C'est alors que, à bout de forces, les deux ennemis se regardèrent, laissant couler leurs larmes et s'embrassèrent à en perdre haleine. Mettez ça sur le compte de la fatigue, de la souffrance ou de ce que vous voulez, Malefoy roula pour se retrouver à nouveau à cheval sur Weasley, l'embrassant toujours. Aucun des deux ne savait ce qu'il se passait dans leurs têtes ni pour quelle raison il embrassait son pire ennemi, mais chacun d'eux savait que ce n'était rien d'autre que les conséquences d'une bagarre à la Moldue et de l'accumulation de leur haine.

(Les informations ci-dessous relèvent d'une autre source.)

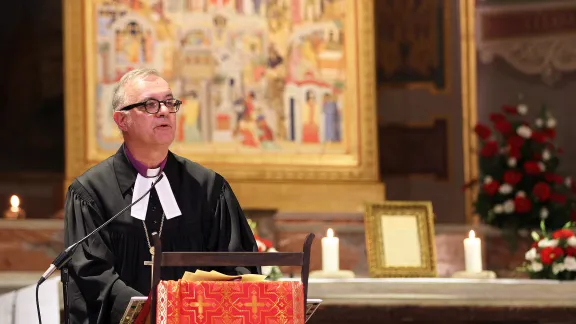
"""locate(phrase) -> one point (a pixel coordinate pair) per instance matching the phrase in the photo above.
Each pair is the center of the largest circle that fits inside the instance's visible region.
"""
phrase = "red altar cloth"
(211, 302)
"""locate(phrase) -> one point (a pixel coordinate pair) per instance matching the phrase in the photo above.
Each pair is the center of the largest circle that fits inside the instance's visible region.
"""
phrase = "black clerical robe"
(108, 269)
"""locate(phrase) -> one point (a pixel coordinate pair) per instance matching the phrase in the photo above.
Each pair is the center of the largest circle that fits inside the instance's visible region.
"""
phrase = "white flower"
(536, 266)
(522, 109)
(558, 267)
(531, 255)
(547, 243)
(498, 209)
(570, 263)
(543, 213)
(505, 189)
(509, 206)
(542, 166)
(524, 131)
(546, 155)
(539, 122)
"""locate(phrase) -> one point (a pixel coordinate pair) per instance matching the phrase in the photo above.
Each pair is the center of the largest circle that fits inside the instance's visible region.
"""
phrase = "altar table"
(429, 300)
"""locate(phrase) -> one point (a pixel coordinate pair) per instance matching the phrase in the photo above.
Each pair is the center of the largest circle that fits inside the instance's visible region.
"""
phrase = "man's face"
(140, 126)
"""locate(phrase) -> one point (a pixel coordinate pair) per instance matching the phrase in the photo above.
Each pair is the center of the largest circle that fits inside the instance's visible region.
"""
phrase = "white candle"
(473, 253)
(330, 254)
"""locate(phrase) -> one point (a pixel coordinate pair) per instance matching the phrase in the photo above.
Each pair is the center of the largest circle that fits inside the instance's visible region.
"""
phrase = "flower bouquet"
(272, 272)
(519, 185)
(552, 256)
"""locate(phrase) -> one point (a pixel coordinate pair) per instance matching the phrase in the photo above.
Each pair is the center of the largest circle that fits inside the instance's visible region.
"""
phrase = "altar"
(427, 300)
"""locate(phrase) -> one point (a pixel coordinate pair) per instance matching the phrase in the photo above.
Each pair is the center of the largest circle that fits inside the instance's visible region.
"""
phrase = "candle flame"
(330, 233)
(14, 201)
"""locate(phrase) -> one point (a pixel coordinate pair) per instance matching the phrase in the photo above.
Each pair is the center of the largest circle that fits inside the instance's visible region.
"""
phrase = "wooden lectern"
(216, 259)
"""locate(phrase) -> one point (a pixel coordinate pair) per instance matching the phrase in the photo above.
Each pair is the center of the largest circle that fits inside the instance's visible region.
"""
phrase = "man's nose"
(163, 110)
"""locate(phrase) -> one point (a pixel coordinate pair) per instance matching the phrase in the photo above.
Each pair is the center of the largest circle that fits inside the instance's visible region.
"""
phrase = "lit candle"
(473, 253)
(14, 211)
(330, 254)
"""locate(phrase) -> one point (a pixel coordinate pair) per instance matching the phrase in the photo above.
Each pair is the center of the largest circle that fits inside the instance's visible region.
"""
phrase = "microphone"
(67, 254)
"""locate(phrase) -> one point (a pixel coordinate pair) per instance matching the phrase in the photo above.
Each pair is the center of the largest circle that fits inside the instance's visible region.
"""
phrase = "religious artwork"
(400, 239)
(274, 89)
(254, 76)
(412, 43)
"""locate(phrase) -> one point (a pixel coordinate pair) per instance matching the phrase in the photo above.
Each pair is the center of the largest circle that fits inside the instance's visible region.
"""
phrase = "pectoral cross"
(151, 264)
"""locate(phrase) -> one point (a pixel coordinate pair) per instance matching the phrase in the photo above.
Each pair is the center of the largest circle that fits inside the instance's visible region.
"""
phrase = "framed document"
(400, 239)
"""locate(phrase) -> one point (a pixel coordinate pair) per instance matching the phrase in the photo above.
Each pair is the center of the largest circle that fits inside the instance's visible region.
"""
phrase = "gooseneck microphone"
(65, 256)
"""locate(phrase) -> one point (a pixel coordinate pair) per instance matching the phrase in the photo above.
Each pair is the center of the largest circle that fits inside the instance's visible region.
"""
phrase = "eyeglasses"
(152, 106)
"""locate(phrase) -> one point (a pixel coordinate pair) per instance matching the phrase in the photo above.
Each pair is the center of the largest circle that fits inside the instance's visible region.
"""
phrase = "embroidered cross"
(254, 304)
(199, 304)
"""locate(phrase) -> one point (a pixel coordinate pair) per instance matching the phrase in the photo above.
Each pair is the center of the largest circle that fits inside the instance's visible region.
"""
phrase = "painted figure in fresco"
(189, 120)
(265, 133)
(274, 58)
(310, 133)
(332, 118)
(310, 10)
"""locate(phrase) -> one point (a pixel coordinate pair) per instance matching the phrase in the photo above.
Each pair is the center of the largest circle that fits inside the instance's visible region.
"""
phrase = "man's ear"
(121, 120)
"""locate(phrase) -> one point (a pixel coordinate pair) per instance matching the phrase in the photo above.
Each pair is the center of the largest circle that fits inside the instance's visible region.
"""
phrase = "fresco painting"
(254, 76)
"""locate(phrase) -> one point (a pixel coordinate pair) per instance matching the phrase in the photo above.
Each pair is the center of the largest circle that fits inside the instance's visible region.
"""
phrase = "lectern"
(218, 259)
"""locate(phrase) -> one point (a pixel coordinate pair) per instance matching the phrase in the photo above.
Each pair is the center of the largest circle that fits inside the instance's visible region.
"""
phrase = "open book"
(138, 308)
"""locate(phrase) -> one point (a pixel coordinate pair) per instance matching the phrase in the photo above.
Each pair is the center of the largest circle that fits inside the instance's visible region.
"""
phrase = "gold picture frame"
(356, 162)
(400, 239)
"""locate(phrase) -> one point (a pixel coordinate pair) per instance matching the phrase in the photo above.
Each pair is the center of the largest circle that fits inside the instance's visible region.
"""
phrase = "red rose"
(557, 198)
(532, 167)
(538, 137)
(490, 149)
(562, 234)
(503, 126)
(515, 141)
(483, 131)
(550, 133)
(570, 251)
(512, 177)
(542, 191)
(491, 187)
(522, 204)
(497, 117)
(549, 254)
(555, 178)
(514, 151)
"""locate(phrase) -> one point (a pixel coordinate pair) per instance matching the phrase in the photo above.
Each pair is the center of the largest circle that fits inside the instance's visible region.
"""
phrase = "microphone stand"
(61, 261)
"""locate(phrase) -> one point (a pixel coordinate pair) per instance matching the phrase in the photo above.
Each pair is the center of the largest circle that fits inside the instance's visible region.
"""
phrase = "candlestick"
(330, 254)
(473, 253)
(15, 211)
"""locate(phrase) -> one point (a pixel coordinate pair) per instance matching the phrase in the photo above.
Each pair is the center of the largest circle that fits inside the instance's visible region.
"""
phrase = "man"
(192, 208)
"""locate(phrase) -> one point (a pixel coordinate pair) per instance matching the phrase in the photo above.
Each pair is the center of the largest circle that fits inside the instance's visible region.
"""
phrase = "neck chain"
(151, 248)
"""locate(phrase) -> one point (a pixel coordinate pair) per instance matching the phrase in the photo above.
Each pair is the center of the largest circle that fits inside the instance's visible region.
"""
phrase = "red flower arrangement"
(552, 256)
(519, 185)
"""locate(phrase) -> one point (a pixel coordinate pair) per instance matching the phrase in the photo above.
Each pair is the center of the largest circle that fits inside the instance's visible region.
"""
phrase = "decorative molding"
(535, 38)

Au bout de quelques minutes, ayant calmé leurs larmes, saignant abondamment de l'arcade pour l'un et des lèvres et du nez pour l'autre, ils mirent fin à leur baiser passionné, se levèrent, Drago s'épousseta tandis que Ron remit sa robe droite, puis partirent tous deux dans la direction de leur maison respective.
Aucun d'eux ne parla jamais à personne de cet accrochage, leurs rencontres se firent dès lors en compagnie de leurs amis respectifs, échanges haineux de paroles et de regards dédaigneux, quelquefois même que quelques sortilèges quasiment inoffensifs, et s'ils étaient seuls, leur meilleure arme restait l'indifférence. A partir de ce moment-là, chacun d'eux prit grande attention que la haine qu'ils éprouvaient l'un pour l'autre ne se transforme pas à nouveau en une passion dévorante.